La lluvia de este lunes trajo consigo a Paralelo Teatro con Lluvia, ciento sesenta letras para volver a empezar.

Ulises, nos comparte una serie de acontecimientos que van desde los 80´s hasta casi nuestros días. La  vida de Ulises transita con los eventos políticos que si bien, a primera vista no son el meollo de la historia, son el germen indirecto e inevitable en la vida de Ulises.

Escribo esto y como premio caen unas escasas gotas del cielo que ni me atrevo a llamarle lluvia.

Al igual que en la saga de El Gaviero, de Álvaro Mutis, donde la lluvia trae a Ilona y con eso el socorro a días desgastados, para Ulises la lluvia marca los ciclos, se lleva los juguetes, disipa posibles historias, deja inconclusa la respuesta, obliga a mirar la espalda de ese al que tenemos que decir adiós y se hace pequeñito.

No sólo es la lluvia la que ha hecho el destino de Ulises un ciclo remitente de despedidas, es la política de la lucha “presidentes calvos, orejas amplias y de pequeño bigotes” y de esos “innombrables” con el que el gobierno inútilmente ha intentado pacificar compartiendo balazos.

Ulises, enamorado, de la lluvia; él y ella siempre en medio de la eventualidad del desempleo, la crisis, la violencia, las desapariciones y al final la lluvia.

“No hay nada que se puede hacer, habrá que esperar”, palabra sabias de la abuela de Ulises, al escuchar esto un sentimiento de frustración me invade y me deja intranquila.

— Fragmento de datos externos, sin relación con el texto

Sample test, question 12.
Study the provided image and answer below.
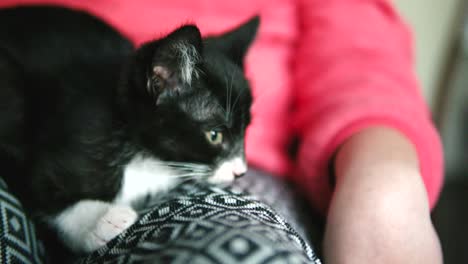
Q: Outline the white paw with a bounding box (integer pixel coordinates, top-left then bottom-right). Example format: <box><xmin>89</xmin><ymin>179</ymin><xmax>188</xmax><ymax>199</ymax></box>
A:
<box><xmin>85</xmin><ymin>206</ymin><xmax>138</xmax><ymax>252</ymax></box>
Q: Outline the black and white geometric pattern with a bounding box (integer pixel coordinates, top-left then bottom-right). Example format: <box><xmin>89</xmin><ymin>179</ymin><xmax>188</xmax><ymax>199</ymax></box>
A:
<box><xmin>0</xmin><ymin>178</ymin><xmax>44</xmax><ymax>264</ymax></box>
<box><xmin>78</xmin><ymin>183</ymin><xmax>320</xmax><ymax>264</ymax></box>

Después, me concilio con este entendimiento: la lluvia se va, puede tardar pero regresa, es un ciclo.

A pesar de todo lo que enmarcan los sucesos que narra Ulises, la actitud del personaje y la obra para nada intenta llevar al espectador a enfrentarse con una fatalidad, determinismo absurdo. Es más bien la evocación de sucesos entretejidos por la lluvia, narrados de la manera más simple, sin ahondar en las causalidades.

Ulises, retoma siempre la narración con humor, con la esperanza de poder completar las ciento sesenta palabras para ese texto.

Alejandro Rodríguez, quien escribe y actúa este monólogo, dispone de recursos corporales que son tácitos, no hay una pretensión de llevar un nivel de simbolismo, de hecho son agradables, limpios y ordenados; el cuerpo está ahí a disposición del juego, sin distraernos de lo elemental del texto y sin sobre explicar lo ya entendido.

Alejandro se mueve y se traslada por el escenario, recordando a un niño, fluye de tal forma que lo hace fácil, y al estar quieto su figura alta, rectilínea pero sobre todo el carisma de Ulises y del actor seducen hasta a los más duros de la sala.

El montaje dirigido por Susana Romo, se acompaña también de las sombras, que ilustran el marco social. En lo personal agradezco, la sabia distancia que hay sobre el contexto de la obra. La lejanía de ser testigo que a veces roza con esos hechos y que entiende el dolor.

Es hermoso entendernos con Ulises desde la nimiedad común de lo humano, del evocar las canciones de los 90´s, las caricaturas, el amor, temor y por supuesto la lluvia.

Lluvia, ciento sesenta letras para volver a empezar, deja en la boca un sabor esperanza. Y una sonrisa. Ahora esperemos que trae o se lleva la lluvia.